Spending a Saturday at Lamont is pretty depressing. Enter the Multiplay Launch Event.
This past Saturday, the Harvard Interactive Media Group (HIMG) hosted a video game throw-down in Lamont that attracted over 100 gamers from Harvard and MIT. The event featured official Halo, Smash Brothers, Starcraft: Brood War, and DoTA tournaments for serious gamers, as well as casual games for the weak.
"There’s a certain unique appeal to playing games in the library," says Allen Cheng ’09, one of the event’s organizers. Interjects Benjamin S. Decker ’08, president of the HIMG and interactive media concentrator, "It’s taking it to the man."
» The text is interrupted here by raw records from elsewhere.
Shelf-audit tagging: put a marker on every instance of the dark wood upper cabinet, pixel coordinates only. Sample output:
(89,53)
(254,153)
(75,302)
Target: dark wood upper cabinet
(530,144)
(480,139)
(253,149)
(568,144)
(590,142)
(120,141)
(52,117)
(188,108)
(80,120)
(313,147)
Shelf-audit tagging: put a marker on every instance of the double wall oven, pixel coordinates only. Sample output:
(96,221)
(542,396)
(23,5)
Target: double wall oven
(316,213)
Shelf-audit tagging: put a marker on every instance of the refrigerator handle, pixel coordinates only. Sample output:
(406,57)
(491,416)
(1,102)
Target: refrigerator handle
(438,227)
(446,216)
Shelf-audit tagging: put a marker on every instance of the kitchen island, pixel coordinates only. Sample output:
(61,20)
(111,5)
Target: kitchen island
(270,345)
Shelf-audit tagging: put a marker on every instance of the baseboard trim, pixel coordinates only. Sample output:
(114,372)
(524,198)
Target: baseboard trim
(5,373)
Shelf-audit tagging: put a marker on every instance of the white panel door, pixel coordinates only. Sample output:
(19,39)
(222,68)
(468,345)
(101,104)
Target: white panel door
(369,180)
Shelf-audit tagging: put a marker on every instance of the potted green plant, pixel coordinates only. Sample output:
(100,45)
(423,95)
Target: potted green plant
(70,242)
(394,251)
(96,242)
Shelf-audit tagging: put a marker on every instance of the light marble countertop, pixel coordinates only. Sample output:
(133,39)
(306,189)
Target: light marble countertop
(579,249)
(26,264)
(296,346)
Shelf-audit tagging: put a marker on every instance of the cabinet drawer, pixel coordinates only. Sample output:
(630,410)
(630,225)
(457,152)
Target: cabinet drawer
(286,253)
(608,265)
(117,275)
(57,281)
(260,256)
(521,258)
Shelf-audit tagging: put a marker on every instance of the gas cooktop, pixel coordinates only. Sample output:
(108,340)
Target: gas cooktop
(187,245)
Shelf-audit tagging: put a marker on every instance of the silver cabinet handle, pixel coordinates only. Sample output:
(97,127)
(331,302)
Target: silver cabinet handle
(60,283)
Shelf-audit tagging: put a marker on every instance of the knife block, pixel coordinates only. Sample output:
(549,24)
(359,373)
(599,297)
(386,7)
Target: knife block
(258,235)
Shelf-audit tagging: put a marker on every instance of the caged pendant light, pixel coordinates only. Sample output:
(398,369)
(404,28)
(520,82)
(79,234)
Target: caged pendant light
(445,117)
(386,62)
The dim Media Forum Room was packed with disheveled gamers, intently bent over their laptops. "We decided we might be over-capacity," says Decker, "but we didn’t care." Badass.
Over-capacity or not, the event was—unsurprisingly—under-capacity on the estrogen front.
"For girls, it seems intimidating to come to a game tournament, because they expect to see all guys," claims Mark Y. Yetter ’08. "If the tournament was all girls, I’d definitely come."
"I think a lot of girls have a stigma about video games," says Amy P. Galipeau, one of the few females present. Her reason for attending? "My boyfriend."
Not that the gamers aren’t aware of their dorky reputation: "That’s why I play indoors," admits Jon. I. Rafkind, a Northeastern graduate.
In a surprising twist, both Harvard and MIT got their asses kicked: The winner of the tournament—and a Nintendo Wii—was Ben B. Minkoff, a high school student visiting his sister. "I don’t know if I felt like it was really luck...I feel like I might be the best player there," Minkoff says.
Wii or lose, in the end, a Zen mentality prevailed.
"You do it when you don’t want to work," reasons Camille K. Chow, an MIT sophomore. "You end up doing it a lot, you get better, and then one day there’s a tournament."